Some might also question the rationale behind hiring a coach for running and swimming when she obviously is quite good at both.
But having coaches, specialist gear and a specific diet allow her to be able to do extraordinary things. Coaches help nudge her into pushing her body further. They help her unearth tweaks that enable her to shave off time during a race. And they renew her motivation when negative self-talk gets in her way.
Similar attitudes prevail when it comes to intellectual input and coaching in business. Most people excuse themselves from acquiring and investing in new information. Many take the stance, why invest in learning more when I don’t use/implement half of what I know now?
But exceptionally successful people think differently.

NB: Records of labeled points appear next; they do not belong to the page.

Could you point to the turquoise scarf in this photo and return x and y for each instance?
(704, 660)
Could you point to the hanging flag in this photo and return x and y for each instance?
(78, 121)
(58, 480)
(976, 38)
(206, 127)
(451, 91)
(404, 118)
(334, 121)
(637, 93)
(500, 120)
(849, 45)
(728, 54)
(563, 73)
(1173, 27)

They think, “I want all the stimulation I can get because my mind is fully capable of expanding to meet, sift, sort and organise as much information as I can put in front of it.”
Super successful people are always looking for, and are open to, the inch that will make the difference.
When I work on projects, I process information by the kilo. Searching and sifting for the one detail, the one gem that will make this campaign or product or package a winner and create higher profits. And I’m happy to find just one nugget among the pile—because sometimes that’s all it takes.
I’m fortunate to know a lot of very rich entrepreneurs. I can’t think of any who aren’t in constant pursuit of more information, more ideas and more inspiration. And nearly all of them have at least one coach or group that they are part of. And while they may complain on occasion of being behind in their reading, they’re always buying more books.
The wealthiest people realise the value of acquiring, investing in and processing new information and ideas.
Information, coaching and input that:
- Reminds you of things you already know but aren’t using/doing
- Nudges you into acting on some slow simmering idea or intention
- Pushes you past procrastination on just one useful action
- Counters gloom ‘n doom media noise
In short, it more than earns its keep.
The truth is that to be exceptionally successful; you need to feed your mind and investigate regularly, constantly, continuously and enthusiastically. And you need stimulus as well.
On a regular basis.
Because you’re human.
Imagine any top sportsman or woman sacking off their coaches because “I know it all now – I just need to implement”. Insane isn’t it. Would never happen.
Which is why the two entrepreneurs who told me they were leaving my Inner Circle last month because “I’ve learned so much, but now I need to go away and implement” are bonkers beyond belief.
They’re kidding themselves. They don’t understand how we function as humans. We all need input, information, ideas and an occasional nudge.
They’ll implement LESS without the regular input – not more.
Without external input, we get stuck in a rut of our own making, and only external stimulus can get us out.